Он изложил Спиридонову свой план. Я вроде бы интеллигент, так? – говорил Ленечка. Интеллигент… плакаты видели, знаете?., это тот, кто изображается сзади, за рабочим и крестьянкой, в очках, так и просящих, чтобы по ним заехали, допустим, обрезком трубы или куском застывшего цемента, – с жиденькой, неуверенной улыбкой, готовой перейти в униженную: знаю, мол, знаю свое место!.. Он, плакатный, знает свое место: оно сзади, в дверях, у порога, – и одна ненарисованная нога уже нашаривает ступеньку вниз, обратный ход, путь к отступлению; это то место, куда швыряют, так уж и быть, обноски, обрезки, объедки, опивки, окурки, очистки, ошметки, обмылки, обмусолки, очитки, овидки, ослышки и обмыслевки. Что, дескать, встал!.. Я тебя!.. Ах, не нра-авится?!. Не лю-юбишь?! А вот тебе, вот тебе, вот тебе! Взы его!., п-падло… Так и норовит цапнуть… Ощерился, вишь, – не нра-авится ему… А ну вали отсюда! с-скотина… Гнать, гнать взашей, эй, мужики, навались, вломим ему!.. А-а, побежал! Беги, беги… Далеко не убежишь… еще разговаривал тут, тля…
Недаром, недаром интеллигент изображается на официальных картинах – то бишь плакатах – сзади, изображается вторым и последним сортом, так же, между прочим, как на плакатах, взывающих к дружбе народов, вторым сортом идет негр – позади белого, чуть отступя.
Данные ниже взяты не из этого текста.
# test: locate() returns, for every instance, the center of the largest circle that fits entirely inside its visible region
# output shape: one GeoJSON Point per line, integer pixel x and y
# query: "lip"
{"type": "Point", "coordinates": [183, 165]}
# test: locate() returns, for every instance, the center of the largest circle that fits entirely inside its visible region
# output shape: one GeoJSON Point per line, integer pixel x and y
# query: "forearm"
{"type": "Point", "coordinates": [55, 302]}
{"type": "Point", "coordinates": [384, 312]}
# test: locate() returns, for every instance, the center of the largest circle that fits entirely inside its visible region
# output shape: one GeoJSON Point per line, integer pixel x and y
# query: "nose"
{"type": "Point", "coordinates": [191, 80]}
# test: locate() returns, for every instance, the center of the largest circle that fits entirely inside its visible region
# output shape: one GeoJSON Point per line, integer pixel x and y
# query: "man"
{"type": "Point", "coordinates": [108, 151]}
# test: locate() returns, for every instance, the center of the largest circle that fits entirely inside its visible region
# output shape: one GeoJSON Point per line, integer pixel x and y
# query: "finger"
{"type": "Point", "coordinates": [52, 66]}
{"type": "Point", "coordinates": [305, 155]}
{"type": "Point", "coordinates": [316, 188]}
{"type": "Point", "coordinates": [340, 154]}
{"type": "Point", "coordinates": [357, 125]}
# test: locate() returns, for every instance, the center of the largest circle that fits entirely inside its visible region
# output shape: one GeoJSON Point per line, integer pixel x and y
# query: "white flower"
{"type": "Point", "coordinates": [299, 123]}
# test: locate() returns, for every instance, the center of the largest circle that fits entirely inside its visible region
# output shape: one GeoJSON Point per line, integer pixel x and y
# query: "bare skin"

Мол, дружба дружбой, но ведь, товарищи, негр все-таки, понимать надо…
А посему интеллигент (Ленечка) и негр (Джуди) должны соединиться брачными узами, и этот союз униженных и оскорбленных, уязвленных и отверженных, этот минус, помноженный на минус, даст плюс, – курчавый, пузатый, смуглый такой плюс; повезет – так сразу будет Пушкин, не повезет – еще раз ухнем, и еще раз ухнем, а то внуков дождемся, правнуков, и, в гроб сходя, благословлю! – постановил Ленечка. «Дерзай», – вздохнул Спиридонов и ушел, унося юбилейный подстаканник, на котором три серебряных спутника облетали земную горошину с одной-единственной страной на выпуклом боку.
Ленечка стал дерзать.
Момент для этого был самый, надо сказать, туманный, так как именно в это время выяснилось, что Джуди, или как там ее на самом деле звали, остается без гражданского статуса, то есть начисто безо всякого статуса, – на месте ее африканской родины открывается театр военных действий, одна страна ее не признает, другая выпихивает, третья приглашает интернироваться на неопределенное время, а наша исключительно сожалеет, разводит руками, причесывается, продувает расческу, любезно улыбается и рассеянно смотрит в окно, но решительно ничего утешительного на данный туманный момент предложить не может.